Neural Incremental Speech Recognition Towards Simultaneous Speech Translation

Sashi Novitasari (1811424)


Speech-to-speech translation (S2ST) system attempts to mimic human interpreters to translate a speech. As a pipeline, S2ST system consists of three components: automatic speech recognition (ASR), machine translation (MT), and text-to-speech synthesis (TTS) systems. Unlike the human interpreter, who can do a simultaneous interpretation, conventional S2ST system costs a high output latency. To enable automatic speech translation in a real-time situation, a simultaneous S2ST system that works within a low delay is required. Among all S2ST components, ASR has a critical role to determine the performance and delay of a simultaneous S2ST system in the first place. Despite its remarkable performance, the state-of-the-art attention-based neural ASR requires a high recognition delay because of the global attention mechanism, so it cannot be used for a simultaneous S2ST task. Several studies recently proposed the sequence mechanisms for incremental speech recognition (ISR) for low delay ASR, however, these frameworks have a more complicated mechanism than the standard neural ASR due to the nature of the incremental recognition task.

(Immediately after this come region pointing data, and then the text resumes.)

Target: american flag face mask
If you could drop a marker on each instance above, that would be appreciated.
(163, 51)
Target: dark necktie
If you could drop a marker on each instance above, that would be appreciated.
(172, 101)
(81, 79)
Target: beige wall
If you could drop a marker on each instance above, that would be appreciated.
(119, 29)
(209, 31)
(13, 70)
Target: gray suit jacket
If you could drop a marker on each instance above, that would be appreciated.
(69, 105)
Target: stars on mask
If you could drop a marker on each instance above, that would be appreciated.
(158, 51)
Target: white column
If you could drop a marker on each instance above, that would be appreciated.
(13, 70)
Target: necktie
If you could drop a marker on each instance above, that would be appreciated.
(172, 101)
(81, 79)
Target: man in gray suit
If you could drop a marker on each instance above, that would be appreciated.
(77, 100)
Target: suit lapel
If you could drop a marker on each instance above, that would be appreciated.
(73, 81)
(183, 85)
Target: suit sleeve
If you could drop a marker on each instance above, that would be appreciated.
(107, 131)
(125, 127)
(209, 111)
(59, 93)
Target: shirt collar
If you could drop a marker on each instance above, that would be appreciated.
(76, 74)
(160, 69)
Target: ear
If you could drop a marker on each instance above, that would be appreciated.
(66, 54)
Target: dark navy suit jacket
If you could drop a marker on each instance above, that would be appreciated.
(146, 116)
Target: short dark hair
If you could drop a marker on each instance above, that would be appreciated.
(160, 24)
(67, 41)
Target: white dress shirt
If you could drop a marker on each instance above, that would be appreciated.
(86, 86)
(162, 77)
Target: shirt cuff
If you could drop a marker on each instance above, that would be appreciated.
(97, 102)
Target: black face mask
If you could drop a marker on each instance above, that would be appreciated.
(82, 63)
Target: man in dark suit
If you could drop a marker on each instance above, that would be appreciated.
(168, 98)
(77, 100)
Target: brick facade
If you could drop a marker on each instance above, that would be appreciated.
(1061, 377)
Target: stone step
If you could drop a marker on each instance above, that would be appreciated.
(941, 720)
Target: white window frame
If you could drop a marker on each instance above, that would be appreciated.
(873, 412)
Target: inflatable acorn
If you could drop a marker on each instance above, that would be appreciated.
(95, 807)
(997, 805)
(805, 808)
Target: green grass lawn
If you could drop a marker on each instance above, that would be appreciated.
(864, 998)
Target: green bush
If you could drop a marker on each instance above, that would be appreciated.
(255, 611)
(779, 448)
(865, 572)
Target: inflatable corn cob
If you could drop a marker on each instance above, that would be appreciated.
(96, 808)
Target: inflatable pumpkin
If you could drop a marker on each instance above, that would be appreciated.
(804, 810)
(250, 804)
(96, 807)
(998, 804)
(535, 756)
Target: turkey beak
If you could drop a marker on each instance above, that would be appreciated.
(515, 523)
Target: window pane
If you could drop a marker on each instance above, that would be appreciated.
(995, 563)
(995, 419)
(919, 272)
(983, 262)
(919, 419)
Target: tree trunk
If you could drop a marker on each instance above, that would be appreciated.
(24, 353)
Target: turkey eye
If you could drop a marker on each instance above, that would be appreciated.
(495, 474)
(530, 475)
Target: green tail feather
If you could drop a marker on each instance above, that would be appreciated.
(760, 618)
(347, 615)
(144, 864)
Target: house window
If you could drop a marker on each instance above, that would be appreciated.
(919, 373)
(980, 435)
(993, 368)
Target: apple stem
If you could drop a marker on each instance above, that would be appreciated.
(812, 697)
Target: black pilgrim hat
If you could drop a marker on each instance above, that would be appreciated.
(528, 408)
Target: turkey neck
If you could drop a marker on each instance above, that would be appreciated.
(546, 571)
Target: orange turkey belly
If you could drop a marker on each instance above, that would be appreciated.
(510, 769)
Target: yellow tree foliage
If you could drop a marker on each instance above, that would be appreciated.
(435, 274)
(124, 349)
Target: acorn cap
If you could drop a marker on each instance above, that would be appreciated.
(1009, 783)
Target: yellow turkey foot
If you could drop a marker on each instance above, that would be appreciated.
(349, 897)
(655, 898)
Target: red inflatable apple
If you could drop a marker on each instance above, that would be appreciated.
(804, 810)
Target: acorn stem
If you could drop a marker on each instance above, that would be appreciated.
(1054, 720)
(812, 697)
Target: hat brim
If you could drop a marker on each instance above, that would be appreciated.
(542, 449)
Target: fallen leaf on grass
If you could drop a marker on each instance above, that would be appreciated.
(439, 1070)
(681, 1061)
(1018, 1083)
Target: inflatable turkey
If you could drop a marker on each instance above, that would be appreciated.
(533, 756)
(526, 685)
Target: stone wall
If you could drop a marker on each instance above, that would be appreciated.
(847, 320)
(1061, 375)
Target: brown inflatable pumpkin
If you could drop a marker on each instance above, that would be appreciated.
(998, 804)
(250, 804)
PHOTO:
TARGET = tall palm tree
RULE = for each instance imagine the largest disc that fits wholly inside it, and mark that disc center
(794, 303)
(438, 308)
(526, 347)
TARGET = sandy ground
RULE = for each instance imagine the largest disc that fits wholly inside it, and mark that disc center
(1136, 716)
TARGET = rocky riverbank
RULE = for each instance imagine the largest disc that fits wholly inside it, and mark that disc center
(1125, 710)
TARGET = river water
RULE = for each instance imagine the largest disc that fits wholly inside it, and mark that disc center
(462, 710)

Towards simultaneous S2ST, this thesis focuses on addressing the current ISR problem by investigating whether possible to perform ISR and handle the input segmentation without introducing a complicated training mechanism. By using the standard neural ASR as the base, the challenges here are to (1) reducing recognition delay, (2) keeping system complexity, and (3) maintaining recognition performance. We perform two main tasks to achieve our goal. First, as our proposal, we construct a neural ISR system using attention transfer from a standard neural ASR model with an identical structure. Here we treat a standard neural ASR as a teacher model that transfers its attention-based knowledge to an ISR model, the student. Our experiments show that the proposed ISR with a system delay of 0.54 sec can achieve a close performance to the teacher model, whose delay is more than 6 sec. In the second task, we integrate the proposed ISR to an MT system and see how the ISR affect the MT performance. As our focus is on the ISR, we explored various ISR-MT integration approaches by adapting the ISR output unit to achieve a good translation performance. Our experiments of English-French translation task shows that an end-to-end ISR with the matching subword representation as MT input side achieves the best speech recognition and translation performance among all integration approaches.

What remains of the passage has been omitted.